Playwright Laura Emack is a writer of fiction, non-fiction, and scripts whose work has been performed in New York City, Omaha, Nebraska, and throughout Maine. Laura is currently a resident of Prospect. Clare Melley Smith is a full-time playwright and member of both the Dramatists Guild and Actors Equity Association who splits her time between Cape Elizabeth and Columbia Falls. Jan Paetow has received grants from the National Endowment for the Arts, the New Jersey Council on the Arts, and the Spingold Foundation. She lives in Cape Newagen. Gibson Faye-Leblanc's poems and reviews have appeared in Boston Review, Guernica, The New Republic, and Verse Daily, among other publications. He resides in Portland, where currently teaches at the University of Southern Maine and is Executive Director of The Telling Room, a non-profit writing program in Portland, Maine. Keith Powell Beyland graduated with honors from the Dramatic Writing Program at New York University's Tisch School for the Arts. He makes his home in Portland.

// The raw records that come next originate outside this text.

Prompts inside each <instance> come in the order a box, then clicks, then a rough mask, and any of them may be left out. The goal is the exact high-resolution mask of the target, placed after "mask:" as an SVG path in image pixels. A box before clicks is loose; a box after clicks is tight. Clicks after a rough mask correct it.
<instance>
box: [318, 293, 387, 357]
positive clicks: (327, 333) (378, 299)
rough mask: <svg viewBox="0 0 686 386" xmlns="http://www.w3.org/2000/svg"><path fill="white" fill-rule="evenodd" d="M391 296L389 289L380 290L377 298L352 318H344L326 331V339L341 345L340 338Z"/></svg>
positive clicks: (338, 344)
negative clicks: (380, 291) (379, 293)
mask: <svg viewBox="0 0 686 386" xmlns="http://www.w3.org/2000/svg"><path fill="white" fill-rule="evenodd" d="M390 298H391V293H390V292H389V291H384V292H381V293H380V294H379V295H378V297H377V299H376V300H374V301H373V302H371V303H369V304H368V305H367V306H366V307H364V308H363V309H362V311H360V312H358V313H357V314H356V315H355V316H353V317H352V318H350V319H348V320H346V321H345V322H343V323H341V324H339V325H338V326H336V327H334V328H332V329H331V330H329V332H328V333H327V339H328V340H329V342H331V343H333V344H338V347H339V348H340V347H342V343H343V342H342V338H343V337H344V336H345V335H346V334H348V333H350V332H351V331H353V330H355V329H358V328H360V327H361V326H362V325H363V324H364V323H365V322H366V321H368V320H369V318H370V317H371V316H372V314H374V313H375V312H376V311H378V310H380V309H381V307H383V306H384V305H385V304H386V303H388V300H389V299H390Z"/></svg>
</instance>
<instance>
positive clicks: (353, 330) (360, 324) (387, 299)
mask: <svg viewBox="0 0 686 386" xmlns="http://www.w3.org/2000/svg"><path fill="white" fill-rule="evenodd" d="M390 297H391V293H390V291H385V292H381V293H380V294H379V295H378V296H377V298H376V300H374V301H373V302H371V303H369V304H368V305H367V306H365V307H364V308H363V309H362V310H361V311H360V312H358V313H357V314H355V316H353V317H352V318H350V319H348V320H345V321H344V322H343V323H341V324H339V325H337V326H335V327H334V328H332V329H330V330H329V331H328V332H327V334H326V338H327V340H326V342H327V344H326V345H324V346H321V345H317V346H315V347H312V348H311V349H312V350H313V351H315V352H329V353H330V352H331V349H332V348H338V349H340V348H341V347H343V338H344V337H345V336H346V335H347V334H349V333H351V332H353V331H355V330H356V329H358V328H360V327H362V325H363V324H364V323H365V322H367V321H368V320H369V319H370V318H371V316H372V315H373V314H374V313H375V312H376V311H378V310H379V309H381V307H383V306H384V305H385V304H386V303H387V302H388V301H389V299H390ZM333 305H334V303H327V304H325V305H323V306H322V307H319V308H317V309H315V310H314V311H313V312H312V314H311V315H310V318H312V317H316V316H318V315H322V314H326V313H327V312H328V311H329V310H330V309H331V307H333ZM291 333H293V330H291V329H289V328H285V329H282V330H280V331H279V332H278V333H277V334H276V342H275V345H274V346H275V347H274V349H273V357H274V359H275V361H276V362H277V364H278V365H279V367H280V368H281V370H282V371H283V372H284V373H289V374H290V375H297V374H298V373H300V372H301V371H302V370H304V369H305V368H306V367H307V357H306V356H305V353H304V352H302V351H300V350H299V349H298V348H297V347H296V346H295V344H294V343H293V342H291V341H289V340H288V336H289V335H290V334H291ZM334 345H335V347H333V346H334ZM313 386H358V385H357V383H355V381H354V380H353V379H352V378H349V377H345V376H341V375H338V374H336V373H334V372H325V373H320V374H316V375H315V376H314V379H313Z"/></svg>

The dramatic readings will take place over a series of Friday nights in October, November and January, featuring actors from Acorn's "Naked Shakespeare" Ensemble as well as students studying their craft in the Acorn Academy Academy. Audience members at the readings will be invited to stay for a "talkback" with the playwrights and Acorn staff members; comments provided during this session and via a written feedback form will be used to help Acorn select the play to be featured at the ninth annual Maine Playwrights Festival, scheduled to take place from April 16 to May 1, 2010 at the St. Lawrence Arts Center in Portland. All readings begin at 7:30 p.m.; admission is free with a $5 suggested donation.
The Maine Playwrights Festival (MPF), currently in its ninth year, serves as a creative incubator to assist playwrights with the development of new work. Each year, playwrights from all across the state submit their pieces for consideration by Acorn's reading committee. This year's edition of MPF will run over 3 weekends from April 16 to May 2, 2010, and features 3 rotating evenings of plays to be directed by Acorn's Producing Director Michael Levine, veteran actor and director Harlan Baker, and internationally-touring performing artist and educator Julie Goell. The full length play chosen through the reading process will be joined by an line-up of short 10 to 15 minute plays, and a third grouping of 3 or 4 one-act plays. Acorn is still accepting short plays and one-acts from playwrights; an application is available to download at the company's website www.acorn-productions.org.